0

In google colab, I received an xls file and was trying to covert it pandas dataframe as follows.

res=requests.get(url, cookies=cookies)
df=pd.read_excel(res.content)

However, it gives me an error message as follows

Excel file format cannot be determined, you must specify an engine manually.

I tried openpyxl

df=pd.read_excel(bb, engine='openpyxl')

but it gave me another error

File is not a zip file

I have tried 'xlrd', but it also gave me an error message.
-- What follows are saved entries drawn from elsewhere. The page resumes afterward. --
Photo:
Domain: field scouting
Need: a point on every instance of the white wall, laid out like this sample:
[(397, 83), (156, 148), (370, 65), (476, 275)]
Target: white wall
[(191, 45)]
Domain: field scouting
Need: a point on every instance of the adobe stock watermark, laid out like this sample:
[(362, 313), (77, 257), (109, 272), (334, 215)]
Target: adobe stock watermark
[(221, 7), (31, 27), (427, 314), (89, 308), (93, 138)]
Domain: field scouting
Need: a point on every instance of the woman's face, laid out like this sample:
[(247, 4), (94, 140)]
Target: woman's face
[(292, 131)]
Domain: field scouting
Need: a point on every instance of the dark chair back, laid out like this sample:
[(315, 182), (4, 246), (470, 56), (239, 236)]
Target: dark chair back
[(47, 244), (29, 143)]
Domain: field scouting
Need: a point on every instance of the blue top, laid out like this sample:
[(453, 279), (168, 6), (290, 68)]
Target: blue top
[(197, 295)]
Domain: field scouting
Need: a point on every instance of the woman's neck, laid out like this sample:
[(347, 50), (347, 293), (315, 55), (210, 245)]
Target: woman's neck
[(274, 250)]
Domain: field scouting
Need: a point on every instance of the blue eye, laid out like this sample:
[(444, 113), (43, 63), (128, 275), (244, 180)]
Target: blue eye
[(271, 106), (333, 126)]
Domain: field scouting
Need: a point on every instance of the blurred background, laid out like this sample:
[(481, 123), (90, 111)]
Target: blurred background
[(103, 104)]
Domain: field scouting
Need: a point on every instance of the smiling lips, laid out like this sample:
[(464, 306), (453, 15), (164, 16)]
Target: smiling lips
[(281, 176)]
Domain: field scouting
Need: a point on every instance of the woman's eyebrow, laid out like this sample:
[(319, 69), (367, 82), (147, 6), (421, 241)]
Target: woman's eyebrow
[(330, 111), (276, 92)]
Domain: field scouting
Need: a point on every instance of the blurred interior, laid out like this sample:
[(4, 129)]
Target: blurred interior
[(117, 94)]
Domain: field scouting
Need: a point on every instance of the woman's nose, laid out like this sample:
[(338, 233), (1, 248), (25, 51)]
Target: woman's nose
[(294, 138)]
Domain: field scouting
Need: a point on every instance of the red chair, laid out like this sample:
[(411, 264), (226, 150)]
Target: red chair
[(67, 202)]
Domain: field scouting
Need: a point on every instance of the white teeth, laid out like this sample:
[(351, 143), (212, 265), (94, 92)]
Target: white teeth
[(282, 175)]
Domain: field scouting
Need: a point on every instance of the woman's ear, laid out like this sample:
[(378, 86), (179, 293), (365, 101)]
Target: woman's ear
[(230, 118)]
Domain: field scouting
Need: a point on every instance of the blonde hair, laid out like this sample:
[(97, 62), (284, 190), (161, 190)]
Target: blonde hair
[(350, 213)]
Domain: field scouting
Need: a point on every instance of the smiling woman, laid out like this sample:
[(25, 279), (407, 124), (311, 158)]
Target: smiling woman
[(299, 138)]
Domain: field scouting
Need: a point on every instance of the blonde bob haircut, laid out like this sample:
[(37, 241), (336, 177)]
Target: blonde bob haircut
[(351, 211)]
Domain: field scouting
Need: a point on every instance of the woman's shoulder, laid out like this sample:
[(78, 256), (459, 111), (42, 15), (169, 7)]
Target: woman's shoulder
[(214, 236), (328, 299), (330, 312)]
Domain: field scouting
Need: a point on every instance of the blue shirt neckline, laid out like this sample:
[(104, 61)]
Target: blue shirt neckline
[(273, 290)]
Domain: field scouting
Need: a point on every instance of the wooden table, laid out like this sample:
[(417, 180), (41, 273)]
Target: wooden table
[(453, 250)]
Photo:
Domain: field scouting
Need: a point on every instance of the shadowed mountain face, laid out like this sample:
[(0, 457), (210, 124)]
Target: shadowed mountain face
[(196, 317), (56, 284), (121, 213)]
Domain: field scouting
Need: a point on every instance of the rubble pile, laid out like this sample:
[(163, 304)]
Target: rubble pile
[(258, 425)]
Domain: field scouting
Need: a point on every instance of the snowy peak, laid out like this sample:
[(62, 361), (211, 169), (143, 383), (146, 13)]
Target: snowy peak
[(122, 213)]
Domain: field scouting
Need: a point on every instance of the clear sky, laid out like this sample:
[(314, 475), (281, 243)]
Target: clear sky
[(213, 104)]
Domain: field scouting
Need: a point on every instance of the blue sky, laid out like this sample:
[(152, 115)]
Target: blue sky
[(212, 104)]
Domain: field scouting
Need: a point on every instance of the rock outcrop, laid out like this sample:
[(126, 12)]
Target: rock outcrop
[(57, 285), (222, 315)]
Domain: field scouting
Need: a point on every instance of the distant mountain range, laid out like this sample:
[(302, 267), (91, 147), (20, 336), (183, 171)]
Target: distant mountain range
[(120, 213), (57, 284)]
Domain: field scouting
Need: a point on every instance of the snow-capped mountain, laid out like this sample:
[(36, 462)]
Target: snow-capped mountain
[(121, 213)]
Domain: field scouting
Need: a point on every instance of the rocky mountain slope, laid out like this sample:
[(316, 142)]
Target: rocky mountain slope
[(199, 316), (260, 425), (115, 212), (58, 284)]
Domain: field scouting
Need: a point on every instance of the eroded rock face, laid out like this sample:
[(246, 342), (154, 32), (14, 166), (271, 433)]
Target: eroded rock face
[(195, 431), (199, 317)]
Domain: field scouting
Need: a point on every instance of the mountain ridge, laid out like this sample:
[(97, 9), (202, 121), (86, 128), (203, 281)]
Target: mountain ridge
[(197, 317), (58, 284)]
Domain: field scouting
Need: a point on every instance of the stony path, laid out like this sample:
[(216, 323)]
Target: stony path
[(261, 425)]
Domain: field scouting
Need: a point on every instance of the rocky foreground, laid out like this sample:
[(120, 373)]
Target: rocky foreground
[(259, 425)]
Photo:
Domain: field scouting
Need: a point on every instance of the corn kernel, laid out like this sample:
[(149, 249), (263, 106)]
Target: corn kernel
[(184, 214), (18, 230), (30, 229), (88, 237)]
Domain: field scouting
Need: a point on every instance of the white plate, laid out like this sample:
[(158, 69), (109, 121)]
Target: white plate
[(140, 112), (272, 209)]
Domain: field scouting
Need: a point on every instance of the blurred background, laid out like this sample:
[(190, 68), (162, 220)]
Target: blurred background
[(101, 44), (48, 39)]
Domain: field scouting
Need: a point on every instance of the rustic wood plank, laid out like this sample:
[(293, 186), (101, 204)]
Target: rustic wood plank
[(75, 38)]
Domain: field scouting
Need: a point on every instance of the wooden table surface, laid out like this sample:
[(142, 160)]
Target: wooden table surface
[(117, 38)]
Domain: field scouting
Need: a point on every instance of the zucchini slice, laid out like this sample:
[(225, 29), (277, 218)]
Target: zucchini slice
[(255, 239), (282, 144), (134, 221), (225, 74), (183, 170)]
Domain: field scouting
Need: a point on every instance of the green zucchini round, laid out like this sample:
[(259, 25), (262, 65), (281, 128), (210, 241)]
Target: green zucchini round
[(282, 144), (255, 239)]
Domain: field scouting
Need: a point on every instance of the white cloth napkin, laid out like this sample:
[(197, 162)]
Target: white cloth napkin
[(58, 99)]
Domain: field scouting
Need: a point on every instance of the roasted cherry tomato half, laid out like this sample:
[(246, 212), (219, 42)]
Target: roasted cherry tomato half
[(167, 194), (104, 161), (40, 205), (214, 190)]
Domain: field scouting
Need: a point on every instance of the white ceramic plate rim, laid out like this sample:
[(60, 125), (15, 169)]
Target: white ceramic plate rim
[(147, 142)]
Someone insisted that it might be a matter of a hidden xls file and it could possibly be solved by simply removing the hidden file, here, but I could not find any hidden file in google colab directory by using this command

!ls -al

What's strange is that these errors occur randomly. It often works well. Sometimes it works one time out of 20 times and sometimes it does not work one time out of 20 times.

Can anyone help me?

JHP
  • 15
  • 5
  • Have you tried what the answers to this [question](https://stackoverflow.com/questions/33873423/xlsx-and-xlsm-files-return-badzipfile-file-is-not-a-zip-file) suggest? – Tedpac Feb 28 '22 at 09:41
  • If after trying nothing works, is it possible for you to share the excel file in order to reproduce the error, you could change the names of the columns and sheets if necessary. – Tedpac Feb 28 '22 at 09:42
  • Thank you for your comment Tedpac. I don't think my problem has anything related to 'openpyxl' , because my response file should be an 'xls' file not 'xlsx'. – JHP Feb 28 '22 at 09:47
  • It's true, I thought "openpyxl" worked with "xls" files. Could you tell what error you got when trying to use "xlrd" as the engine? – Tedpac Feb 28 '22 at 09:57
  • Here[link](https://docs.google.com/spreadsheets/d/1bvdXteh4Q-0hoXmceNTnMPC8UKsRK_pW/edit#gid=1775582721) is the xls file. But please remember that I have to receive it through python_requests – JHP Feb 28 '22 at 09:58
  • The error message when using 'xlrd' is `Unsupported format, or corrupt file: Expected BOF record; found b'\n\n\n\n\n\n\n\n'` – JHP Feb 28 '22 at 10:01
  • Using `df = pd.read_excel("/content/drive/MyDrive/file.xls", engine="xlrd")` worked perfectly on my Google Colab. I'm using `pandas 1.3.5` and `xlrd 2.0.1`. Instead of using `requests` you could directly use `df = pd.read_excel(url, engine="xlrd")`. – Tedpac Feb 28 '22 at 10:20
  • It doesn't work. As `pd.read_excel` has no place for cookies, I have to use `res=requests.get(url, cookies=cookies)`. I should be logged in the website and get cookies for the access of that xls file. I still dont know what is the problem. What is frustrating is that sometimes it works well. – JHP Feb 28 '22 at 10:33
  • Honestly, I can't think of what the problem is, and I don't have a way to reproduce it either (because in my Google Colab it worked fine), additionally, it's something that hasn't happened to me. I hope someone can help you. – Tedpac Feb 28 '22 at 10:37
  • 1
    Thank you Tedpac. I appreciate your comment. – JHP Feb 28 '22 at 10:39

0 Answers0